Gözlerimi yavaşça aralıyorum ve kafamı hızla kaldırdığım için karavanın çatısına çarpıyorum. İnleyerek başımı ovalıyorum ve düzgünce ranzadan atlamaya çalışırken dizlerimin üzerine düştüğümden bir lanet savuruyorum. Derin bir nefes alarak elimi saçıma götürüyorum. dün gece yaptığım topuz topuzluktan çıkmış ve büyük ihtimalle boynuz gibi görünüyor. Tokamı çıkararak bileğime takıyorum ve saçlarımı elimle dağıtıyorum.
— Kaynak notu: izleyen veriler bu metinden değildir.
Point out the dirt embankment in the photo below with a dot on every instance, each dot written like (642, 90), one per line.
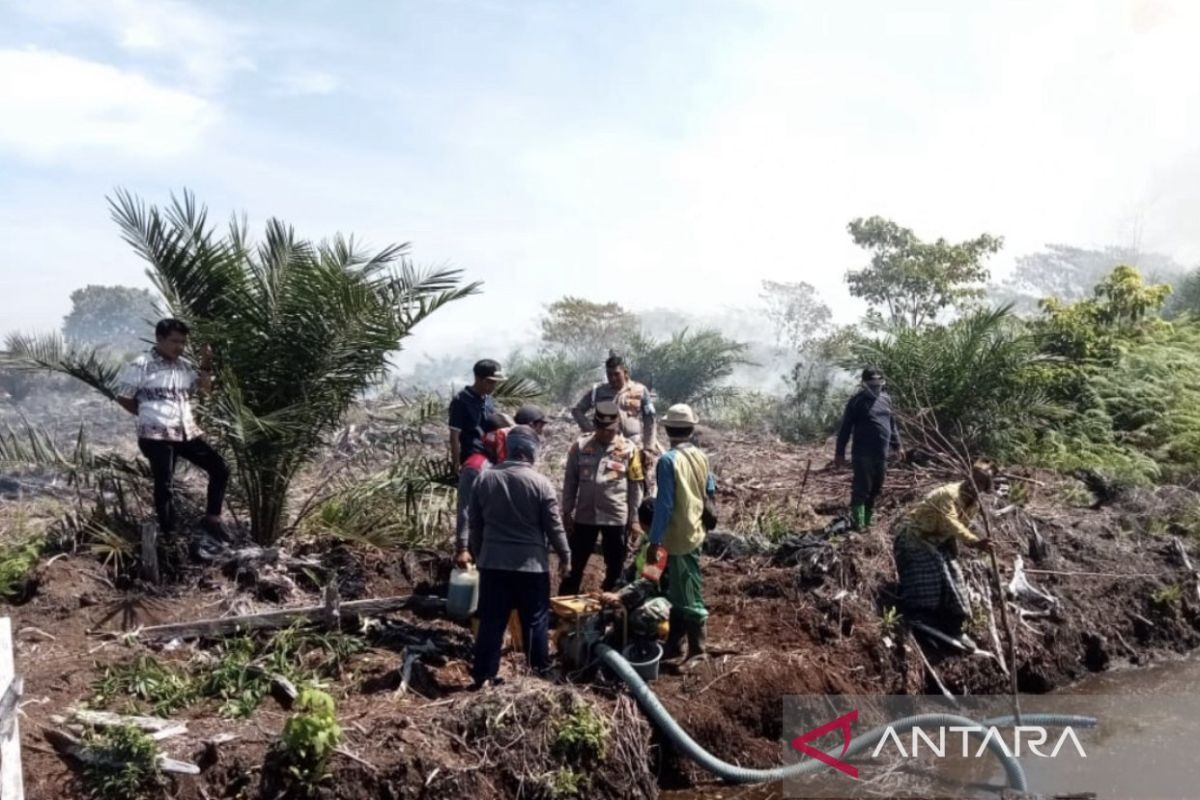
(816, 621)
Düzgünce saçlarımı at kuyruğu yapıyorum. Diğer ihtiyaçlarımı giderdikten sonra giyiniyorum ve dışarı çıkıyorum.

Babam Benedict'la konuşuyor, büyükbabam Benedict'ın getirdiği kitabı okuyor ve not alıyor. Percy, Linda ve Robyn ortalıkta gözükmüyor. "Günaydın millet!" diye bağırmamla tüm gözler bana dönüyor ve herkes aynı anda "Günaydın!" diyor. Karnımın guruldadığını hissediyorum ve karavan girip bir elma alıyorum. Onu tişörtümle siliyorum ve dışarı çıkıyorum. Elmamdan aldığım ilk ısırıkta babam beni yanına çağırıyor.
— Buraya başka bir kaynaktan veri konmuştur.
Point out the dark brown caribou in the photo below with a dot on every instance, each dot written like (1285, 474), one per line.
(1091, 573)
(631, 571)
Yere bağdaş kurup ikisinin ortasına oturuyorum. "Efendim baba?"

Ensesini kaşıyor. "Şey... Benedict bana bir şey söyledi."

Benedict'a bakıyorum ama o yere bakıyor ve dudaklarını ısırıyor. Tekrar babama bakıyorum. Tek kaşımı kaldırıyorum. "Ne-ne dedi?"

Lütfen o olmasın.

"Siz, çıkıyormuşsunuz." diyor babam. Sanki kızmamdan korkuyor gibiydi. Anladığımı belirten bir ses çıkarıyorum.

"Şey, evet. Evet çıkıyoruz galiba."

Babam gülümsüyor. Bende gülümseyince kalkıp büyükbabamın yanına gidiyor. O gidene kadar arkasından bakıyorum ve Ben'e döönüyorum. "Neden söyledin?" diyorum fısıldayarak.

"Çünkü," diyor biraz daha yaklaşarak. "O senin baban. Aramızda bir şey olup olmadığını merak etmiş. Bende söylemek zorunda kaldım."

Başımı sallıyorum. "Percy, Linda ve Robyn nerede?"

Omuzlarını silkiyor. "Bilmiyorum. Ama Percy'nin dün sana nasıl baktığını gördüm. Eğer bir daha-" kahkaham sözünü kesmişti. Sonunda kendime geliyorum ve kendimi toparlıyorum. "Onu öldüremezsin, sen katil değilsin!" diyorum şakayla karışık. Kaşlarını kaldırdı ve alaylı bir ifadeyle beni izledi. "Yapabilirim. İstersem her şeyi yapabilirim Jane." dedikten sonra usulca ayağa kalkıyorum.

"Yap o zaman." diyorum aynı alaycı ifadeyle. Ve ormana doğru ilerliyorum. Percy ve Linda'nın sığınağına indiğim yere geliyorum. Tekrar elimi yukarıdan aşağı doğru hızla salıyorum. Sığınağa girmemle Percy'yle burun buruna gelmemiz bir oluyor.

Birkaç saniye sonra kendime gelip geri çekiliyorum. "Neden gelmediniz?" diye soruyorum umursamamaya çalışarak.

"Saat kaç ki?"

"Saat..." saatime bakıyorum. "Bir."

Dudaklarını büzüyor. "Uyuyorduk. Linda'yı uyandırmalıyım. Yarım saate geliriz, sen gidebilirsin."

Gülümseyerek başımı sallıyorumve yeryüzüne çıkıyorum. Birkaç adım ötemde yanıma doğru sinirle geldiğini görüyorum. Ona ne oldu bakışı attığımda o da kaşlarını çatıyor.

"Neden onun yanına gittin, Jane? Onunla yakın olmanı istemediğimi söylemiştim!" diyor yanıma geldiğinde.

Gözlerimi pörtletiyorum. "Bunu sen söylemiştin, ben değil. Ayrıca o benim arkadaşım ve o Toprak bükücü. Güçlerimi geliştirmem için bana lazım o!"